Money for nothing

The City of Minneapolis is undertaking an experiment with universal basic income (UBI), paying households $500 per month for two years, no strings attached. The program will run from the spring of 2022 through 2024.

The city will use $3 million in federal COVID relief money for the program, which will help support 200 families. St. Paul already has a similar pilot program in place. (See John Phelan’s piece from June 2020 on the St. Paul program.) The City of Stockton, California operated a test program beginning in early 2019.

The idea of a universal basic income has been around in different forms for decades. Nobel prize-winning economist Milton Friedman advocated a version known as the negative income tax. In his version, payments would come from the government to supplement earned income. The payments would replace regular welfare payments, food stamps, housing subsidies, and other aid in cash and in-kind. The idea was to make one lump payment to recipients, and then they would decide how best to spend the money.

In the current UBI test programs, the monthly payments are supplemental, in addition to any other government benefits the household or its members may qualify for.

Nor are there any work or school requirements included. The payments come without any conditions. Nor does there appear to be any wealth, good conduct, or ongoing residential requirements. It’s free money, for however the program lasts.

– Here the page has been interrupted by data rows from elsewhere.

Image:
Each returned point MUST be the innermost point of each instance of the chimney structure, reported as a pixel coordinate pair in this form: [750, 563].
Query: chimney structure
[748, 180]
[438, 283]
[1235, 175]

Studies of past pilot programs focus on the outcomes for program participants. Not surprisingly, people who get free money for no effort appear to be better off than not getting free money. What is unclear is what impact such programs have on nonparticipants: those who work hard, pay their bills and taxes, but don’t receive largesse from the government. What is their incentive to keep playing by the rules?

For me, advocacy for these types of programs falls under a type of cargo cultism. The idea is to close the amazingly large income disparities in Minneapolis and other large, liberal cities. Just giving people more income would seem an obvious solution to closing the gap. But $500 per month meets no one’s definition of a living wage. Instead, we seem to be giving recipients the accoutrements of a middle-class lifestyle without providing the education, life skills, and habits of thrift and economy that most rely on to achieve the status on their own.